Rational Design of Electrochemical Iodine-Based Redox Mediators for Water-Proofed Flexible Fiber Supercapacitors

Abstract

Flexible supercapacitors based on electrostatic double-layer capacitors as next-generation energy storage systems hold great promise for wearable and flexible electronic devices owing to their high flexibility and electrochemical cyclability. However, the challenge of low charge-storing ability still remains, as electronic devices require a high charge storage capability. As one of the advanced strategies for enhancing charge-storing ability in flexible supercapacitors, the introduction of a redox mediator (RM) into a gel electrolyte has recently attracted great interest. Here, we present a fiber-based flexible energy storage system (f-FESS) integrated with iodine-based chemical species as a novel RM, carbon fiber-based electrodes, and a solid-state polymer-gel electrolyte so as to enhance the charge storage capability of flexible supercapacitors.
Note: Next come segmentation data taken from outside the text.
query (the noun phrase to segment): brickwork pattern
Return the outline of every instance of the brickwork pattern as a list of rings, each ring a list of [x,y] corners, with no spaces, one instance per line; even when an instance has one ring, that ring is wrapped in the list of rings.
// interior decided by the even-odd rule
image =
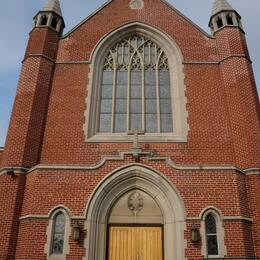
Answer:
[[[6,147],[0,152],[2,167],[96,165],[104,155],[131,148],[132,143],[88,143],[83,125],[91,53],[105,35],[133,22],[161,30],[179,46],[190,128],[186,143],[142,143],[141,147],[178,165],[259,167],[260,108],[243,32],[226,27],[209,37],[163,1],[145,1],[140,10],[129,9],[128,4],[128,0],[111,1],[63,38],[50,28],[30,33]],[[48,220],[19,221],[19,217],[47,215],[60,204],[73,216],[84,216],[98,183],[130,163],[134,161],[129,155],[96,170],[34,170],[26,177],[1,174],[0,259],[45,259]],[[160,171],[174,184],[187,217],[198,217],[204,208],[214,206],[224,216],[252,218],[253,223],[224,220],[225,244],[229,257],[260,256],[258,175],[181,171],[147,157],[141,157],[140,164]],[[79,223],[83,229],[84,221]],[[200,221],[187,220],[185,231],[189,260],[201,259],[201,243],[190,241],[194,223],[200,227]],[[70,237],[67,259],[86,254],[84,235],[79,243]]]

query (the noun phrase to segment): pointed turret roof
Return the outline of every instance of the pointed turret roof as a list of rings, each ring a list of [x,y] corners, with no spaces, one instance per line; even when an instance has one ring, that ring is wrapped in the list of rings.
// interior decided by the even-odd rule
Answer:
[[[43,11],[55,12],[59,16],[62,16],[60,1],[48,0],[48,3],[44,6]]]
[[[212,16],[222,11],[235,11],[226,0],[215,0],[212,9]]]

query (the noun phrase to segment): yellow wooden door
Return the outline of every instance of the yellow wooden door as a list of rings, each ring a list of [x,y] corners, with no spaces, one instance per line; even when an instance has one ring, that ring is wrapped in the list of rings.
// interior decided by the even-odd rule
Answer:
[[[109,260],[162,260],[160,227],[110,227]]]

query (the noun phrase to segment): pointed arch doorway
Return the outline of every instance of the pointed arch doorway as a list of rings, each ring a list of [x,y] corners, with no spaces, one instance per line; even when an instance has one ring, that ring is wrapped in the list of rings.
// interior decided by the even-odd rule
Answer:
[[[147,193],[123,195],[108,222],[108,260],[163,260],[163,214]]]
[[[142,165],[118,169],[100,183],[87,205],[85,227],[84,260],[185,259],[182,199],[164,175]]]

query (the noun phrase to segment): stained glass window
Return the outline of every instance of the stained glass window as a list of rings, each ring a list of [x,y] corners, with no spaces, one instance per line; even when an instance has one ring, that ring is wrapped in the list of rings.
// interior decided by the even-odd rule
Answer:
[[[150,39],[132,35],[109,50],[100,93],[99,132],[173,132],[168,59]]]
[[[210,213],[205,218],[208,255],[218,255],[218,236],[215,217]]]
[[[58,213],[53,220],[52,254],[63,254],[65,235],[65,216]]]

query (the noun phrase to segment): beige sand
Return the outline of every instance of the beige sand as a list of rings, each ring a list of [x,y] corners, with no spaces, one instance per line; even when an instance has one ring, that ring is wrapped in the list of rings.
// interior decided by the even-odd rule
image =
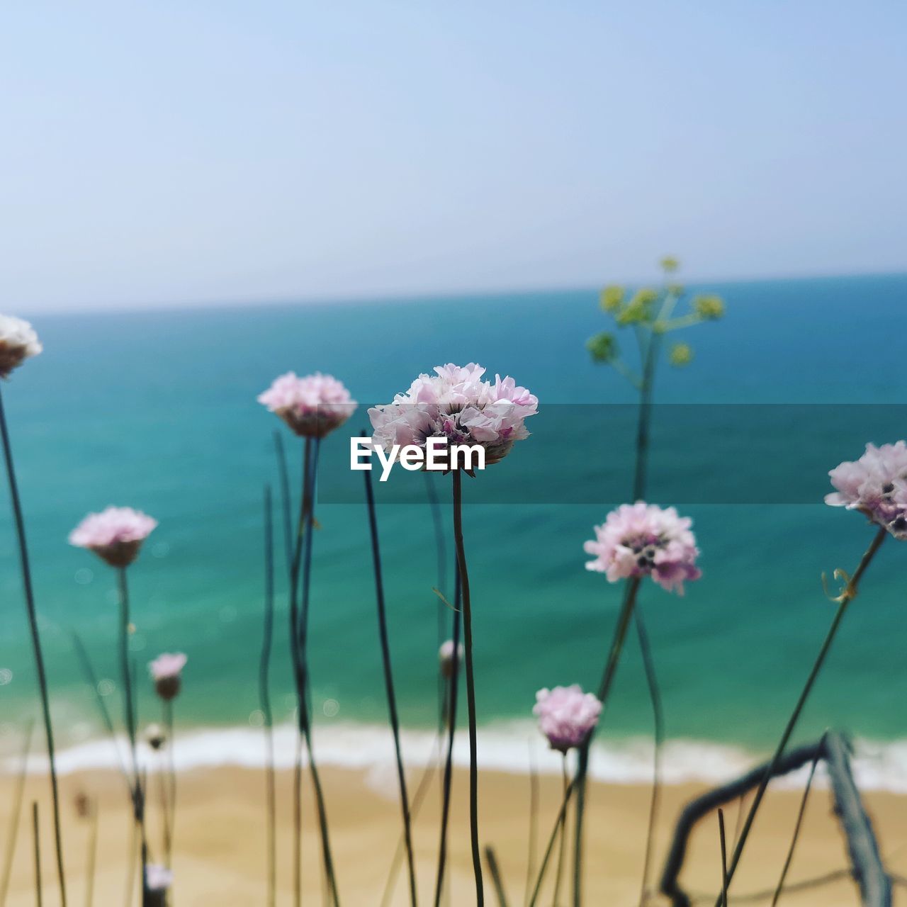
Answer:
[[[393,772],[380,774],[326,769],[324,782],[329,805],[335,858],[339,869],[345,905],[378,905],[388,867],[397,847],[401,824]],[[452,897],[449,903],[474,903],[469,854],[466,775],[454,777],[454,807],[451,827]],[[418,781],[414,773],[412,783]],[[156,779],[151,779],[150,834],[159,841],[156,810]],[[0,834],[5,837],[12,807],[15,779],[4,778],[0,805]],[[547,838],[560,804],[560,779],[541,779],[540,839]],[[47,784],[31,777],[26,788],[15,870],[8,898],[10,907],[34,905],[34,862],[31,847],[30,803],[40,805],[44,902],[59,903],[55,886],[51,814],[46,799]],[[660,871],[666,842],[679,808],[702,788],[695,785],[667,787],[659,825],[656,875]],[[505,877],[511,907],[523,903],[526,875],[529,780],[523,775],[486,772],[481,778],[481,830],[485,843],[493,844]],[[120,907],[125,902],[125,876],[130,825],[122,779],[115,774],[94,773],[62,779],[65,823],[65,859],[70,907],[85,903],[85,865],[90,823],[77,815],[80,792],[97,799],[99,846],[94,904]],[[177,886],[175,907],[230,907],[264,905],[265,813],[264,775],[260,772],[222,768],[190,772],[180,777],[180,807],[176,827],[174,870]],[[588,815],[589,907],[639,903],[639,878],[649,792],[642,786],[596,785],[590,791]],[[278,796],[278,898],[289,905],[292,829],[291,777],[280,773]],[[756,824],[746,858],[735,890],[737,894],[774,886],[799,806],[800,795],[773,791]],[[887,794],[868,794],[866,802],[876,830],[895,872],[907,874],[907,798]],[[415,823],[420,902],[433,902],[438,847],[439,791],[432,786]],[[736,809],[728,812],[730,834]],[[307,903],[321,902],[319,851],[311,814],[310,789],[306,787],[304,836],[304,893]],[[541,844],[540,843],[540,852]],[[846,853],[838,826],[830,811],[829,794],[815,790],[807,810],[789,879],[792,882],[846,867]],[[487,875],[487,873],[486,873]],[[553,878],[553,873],[550,876]],[[684,879],[689,890],[714,893],[719,879],[717,820],[705,822],[694,840]],[[496,900],[488,883],[489,905]],[[900,896],[900,895],[899,895]],[[568,902],[567,886],[561,902]],[[405,878],[398,876],[394,904],[408,903]],[[653,899],[653,903],[661,903]],[[704,903],[708,903],[704,901]],[[835,907],[858,902],[853,883],[843,879],[831,885],[783,899],[790,904]],[[898,902],[898,897],[895,899]],[[540,903],[551,905],[546,892]]]

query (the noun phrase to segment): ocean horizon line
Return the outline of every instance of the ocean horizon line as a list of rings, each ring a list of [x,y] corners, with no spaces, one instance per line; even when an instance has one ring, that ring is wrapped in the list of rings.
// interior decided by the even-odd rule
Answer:
[[[808,283],[813,281],[861,280],[902,278],[907,277],[907,267],[903,268],[865,270],[849,272],[804,272],[773,275],[703,275],[681,276],[680,282],[685,286],[699,288],[722,286],[733,288],[736,286],[751,286],[753,284],[778,283]],[[619,283],[628,287],[648,286],[653,281],[646,278],[625,278],[620,280],[609,280],[608,283]],[[85,307],[76,305],[73,307],[50,307],[38,306],[33,307],[27,304],[22,307],[18,314],[27,317],[67,317],[67,316],[105,316],[105,315],[151,315],[151,314],[180,314],[192,315],[199,312],[208,312],[217,309],[235,309],[242,311],[249,308],[282,309],[288,307],[321,307],[324,306],[362,306],[362,305],[408,305],[419,302],[444,303],[448,301],[502,299],[507,297],[519,298],[539,295],[558,295],[573,293],[598,293],[601,283],[577,282],[562,284],[541,284],[533,287],[519,285],[503,285],[495,287],[464,287],[462,289],[412,289],[401,288],[395,290],[376,290],[375,292],[350,292],[336,294],[304,294],[297,297],[273,295],[265,293],[260,297],[243,296],[238,297],[192,297],[173,298],[171,300],[142,301],[135,304],[119,303],[88,303]]]

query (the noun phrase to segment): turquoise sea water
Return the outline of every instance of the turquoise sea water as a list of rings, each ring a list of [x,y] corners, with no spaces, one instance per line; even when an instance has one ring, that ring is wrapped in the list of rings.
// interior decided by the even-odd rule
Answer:
[[[868,410],[844,405],[907,403],[897,345],[907,277],[696,289],[721,293],[727,317],[684,337],[695,347],[695,361],[682,371],[663,364],[657,398],[720,404],[736,414],[729,428],[710,428],[707,419],[696,447],[678,441],[669,413],[679,411],[665,410],[660,422],[656,413],[653,489],[658,470],[663,477],[670,473],[661,487],[682,498],[682,510],[695,519],[705,575],[685,598],[649,584],[641,603],[669,736],[764,749],[777,736],[833,613],[822,572],[852,570],[872,536],[861,517],[823,505],[823,471],[858,456],[863,440],[893,441],[907,432],[903,410],[876,408],[866,428],[875,434],[863,437],[853,425],[862,425]],[[66,544],[87,511],[109,503],[139,507],[161,522],[132,571],[139,664],[161,651],[185,651],[180,723],[248,727],[258,707],[261,495],[264,483],[276,482],[271,435],[278,427],[255,397],[277,374],[320,369],[341,378],[360,401],[387,401],[420,371],[477,361],[529,386],[542,410],[632,401],[623,380],[592,365],[583,349],[590,335],[607,327],[592,289],[34,321],[45,352],[14,375],[4,395],[63,736],[74,736],[76,728],[83,735],[86,727],[97,730],[73,629],[85,639],[99,674],[116,678],[114,578]],[[756,410],[745,405],[753,404],[835,405],[779,405],[751,418]],[[588,419],[607,420],[610,412],[590,406]],[[784,443],[775,437],[764,463],[775,502],[754,503],[763,500],[759,471],[753,456],[744,454],[741,466],[737,454],[758,450],[773,413],[788,414],[775,425]],[[827,454],[825,446],[814,446],[816,432],[805,423],[815,413]],[[576,426],[578,418],[573,414],[567,424]],[[350,425],[366,420],[360,410]],[[545,434],[552,423],[542,420],[530,428],[544,462],[532,460],[531,438],[494,467],[503,478],[487,476],[487,489],[505,478],[519,484],[522,469],[518,502],[488,502],[498,499],[483,489],[485,476],[465,490],[483,724],[529,717],[541,686],[594,688],[619,603],[619,587],[584,571],[582,543],[619,502],[614,489],[632,455],[626,425],[615,417],[613,433],[596,426],[593,444],[582,431]],[[736,433],[733,455],[722,447],[728,432]],[[345,471],[349,434],[324,444],[326,477]],[[288,434],[285,440],[297,457],[297,443]],[[817,449],[816,474],[805,475],[805,454]],[[707,469],[701,466],[706,451]],[[424,478],[405,478],[421,496]],[[702,492],[717,479],[724,491]],[[439,481],[438,489],[446,523],[448,483]],[[722,493],[729,500],[723,502]],[[662,504],[677,500],[653,494]],[[5,486],[0,508],[0,678],[6,681],[0,686],[0,725],[9,734],[34,714],[35,697]],[[316,714],[322,725],[380,722],[386,709],[365,507],[355,500],[323,502],[318,519],[310,642]],[[431,590],[438,582],[431,512],[421,504],[385,503],[379,520],[403,720],[429,727],[439,607]],[[449,540],[447,551],[452,557]],[[847,616],[801,736],[834,725],[880,741],[907,736],[905,576],[907,547],[891,541]],[[278,718],[288,717],[293,706],[284,590],[278,578]],[[152,707],[146,696],[144,715]],[[607,735],[644,735],[650,724],[639,653],[630,644]]]

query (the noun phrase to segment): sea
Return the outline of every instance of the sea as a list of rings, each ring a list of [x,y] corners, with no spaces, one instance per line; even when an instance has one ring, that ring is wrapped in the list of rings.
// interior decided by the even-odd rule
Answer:
[[[669,781],[717,780],[771,752],[834,615],[834,571],[853,571],[873,537],[862,516],[824,503],[827,472],[866,442],[907,434],[907,374],[894,343],[907,276],[701,283],[689,292],[719,294],[727,311],[666,337],[656,378],[649,497],[692,517],[703,571],[682,597],[646,582],[639,598]],[[160,522],[130,569],[141,720],[160,719],[146,664],[185,652],[180,766],[260,764],[266,487],[277,537],[270,689],[278,761],[290,763],[275,432],[294,508],[301,444],[256,401],[288,370],[330,373],[361,402],[320,451],[309,638],[316,752],[327,764],[389,763],[363,473],[349,470],[350,437],[367,426],[368,405],[447,362],[510,375],[540,401],[532,436],[464,481],[463,532],[480,763],[557,768],[533,725],[535,691],[598,684],[621,588],[585,569],[583,542],[629,500],[634,456],[635,392],[584,346],[613,327],[595,288],[32,320],[44,352],[3,395],[63,771],[115,765],[73,644],[77,633],[119,724],[115,577],[67,543],[86,512],[109,504]],[[635,367],[632,329],[616,336]],[[693,350],[686,367],[668,361],[675,340]],[[394,678],[405,755],[416,765],[436,746],[437,650],[453,619],[435,591],[453,594],[451,483],[399,470],[385,484],[377,479]],[[889,540],[796,738],[846,731],[862,783],[907,791],[905,577],[907,546]],[[13,765],[38,700],[5,483],[0,601],[0,753]],[[632,634],[598,740],[599,776],[649,777],[652,710]],[[40,748],[39,734],[35,741]],[[465,741],[456,752],[465,761]]]

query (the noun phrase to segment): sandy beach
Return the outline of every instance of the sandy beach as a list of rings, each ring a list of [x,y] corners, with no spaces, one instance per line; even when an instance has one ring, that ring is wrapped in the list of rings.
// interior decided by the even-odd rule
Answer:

The as-prepared fFESS-RM exhibits enhanced charge storage capabilities of up to 461.8 F L-1 and 64.14 mWh L-1, which are 3.6 times higher than those of f-FESS without RM. The enhanced capacitive properties of f-FESS-RM are attributed to their additional Faradic redox reaction of iodine-based chemical species in the electrolyte as well as electrical double-layer capacitive behavior. Also, the f-FESS-RM shows remarkably superior mechanical robustness under various bending, winding, knotting, and weaving conditions. Furthermore, we have demonstrated that the f-FESS-RM is stably workable under deionized water and base electrolytes. In combination, these outcomes provide a novel advanced strategy to enhance the charge-storing ability with strong mechanical robustness in flexible supercapacitors.